Chapter9 Working with Range Data
A Crash Course in Genomic Ranges and Coordinate Systems
CrossMap is a command-line tool that converts many data formats (BED, GFF/ GTF, SAM/BAM, Wiggle, VCF) between coordinate systems of different assembly versions.
NCBI Genome Remapping Service is a web-based tool supporting a variety of genomes and formats.
LiftOver is also a web-based tool for converting between genomes hosted on the UCSC Genome Browser’s site.
• 0-based coordinate system, with half-closed, half-open intervals.
• 1-based coordinate system, with closed intervals.
An Interactive Introduction to Range Data with GenomicRanges
Installing and Working with Bioconductor Packages
Bioconductor is an open source software project that creates R bioinformatics packages and serves as a repository for them
GenomicRanges
Used to represent and work with genomic ranges
GenomicFeatures
Used to represent and work with ranges that represent gene models and other features of a genome (genes, exons, UTRs, transcripts, etc.)
Biostrings and BSgenome
Used for manipulating genomic sequence data in R (we’ll cover the subset of these packages used for extracting sequences from ranges)
rtracklayer
Used for reading in common bioinformatics formats like BED, GTF/GFF, and WIG
1. biocLite():Installing Bioconductor packages
Install Bioconductor’s primary packages: (be sure your R version is up to date first)

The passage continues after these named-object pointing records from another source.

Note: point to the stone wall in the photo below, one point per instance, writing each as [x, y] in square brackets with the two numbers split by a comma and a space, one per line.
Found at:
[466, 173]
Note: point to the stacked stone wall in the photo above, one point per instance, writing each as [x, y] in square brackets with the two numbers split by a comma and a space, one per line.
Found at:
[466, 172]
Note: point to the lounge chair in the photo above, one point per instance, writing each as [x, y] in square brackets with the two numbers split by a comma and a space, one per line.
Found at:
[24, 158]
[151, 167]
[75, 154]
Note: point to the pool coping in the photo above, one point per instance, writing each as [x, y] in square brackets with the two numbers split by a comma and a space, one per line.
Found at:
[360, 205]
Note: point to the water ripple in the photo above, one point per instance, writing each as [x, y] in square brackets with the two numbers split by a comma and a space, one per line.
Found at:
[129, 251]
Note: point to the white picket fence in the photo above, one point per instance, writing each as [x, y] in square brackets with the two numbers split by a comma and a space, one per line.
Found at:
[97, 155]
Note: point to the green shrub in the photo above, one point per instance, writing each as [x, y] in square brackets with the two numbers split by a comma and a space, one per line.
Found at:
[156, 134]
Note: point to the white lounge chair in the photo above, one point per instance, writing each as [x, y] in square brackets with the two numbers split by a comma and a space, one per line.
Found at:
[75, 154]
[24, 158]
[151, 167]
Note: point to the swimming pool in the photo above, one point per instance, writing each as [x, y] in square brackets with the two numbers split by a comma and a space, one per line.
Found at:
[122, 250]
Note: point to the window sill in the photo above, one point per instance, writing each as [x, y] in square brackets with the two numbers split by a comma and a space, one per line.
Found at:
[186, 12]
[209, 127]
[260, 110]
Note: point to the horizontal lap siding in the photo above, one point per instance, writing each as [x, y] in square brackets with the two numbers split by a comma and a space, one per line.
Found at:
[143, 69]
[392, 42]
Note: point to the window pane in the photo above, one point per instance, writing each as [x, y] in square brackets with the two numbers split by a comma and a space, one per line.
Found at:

> source("http://bioconductor.org/biocLite.R")
> biocLite()
2. Install the GenomicRanges package
> biocLite("GenomicRanges")
Load the BiocInstaller package with library(BiocInstaller) first. biocLite() will notify you when some of your packages are out of date and need to be upgraded (which it can do automatically for you)
If you run into an unexpected error with a Bioconductor package, it’s a good idea to run biocUpdatePackages() and biocValid() before debugging.
See the GenomicRanges reference manual and vignettes
Storing Generic Ranges with IRanges
> rng <- IRanges(start=4, end=13)
> rng
IRanges of length 1
start end width
[1] 4 13 10
The most important fact to note: IRanges (and GenomicRanges) is 1-based, and uses closed intervals. The 1-based system was adopted to be consistent with R’s 1-based system (recall the first element in an R vector has index 1).
> IRanges(start=4, width=3)
IRanges of length 1
start end width
[1] 4 6 3
> IRanges(end=5, width=5)
IRanges of length 1
start end width
[1] 1 5 5
An IRanges object containing many ranges:
> x <- IRanges(start=c(4, 7, 2, 20), end=c(13, 7, 5, 23))
> x
IRanges of length 4
start end width
[1] 4 13 10
[2] 7 7 1
[3] 2 5 4
[4] 20 23 4
Each range can be given a name
> names(x) <- letters[1:4]
> x
IRanges of length 4
start end width names
[1] 4 13 10 a
[2] 7 7 1 b
[3] 2 5 4 c
[4] 20 23 4 d
Chapter9用到R的内容太多,先跳过。。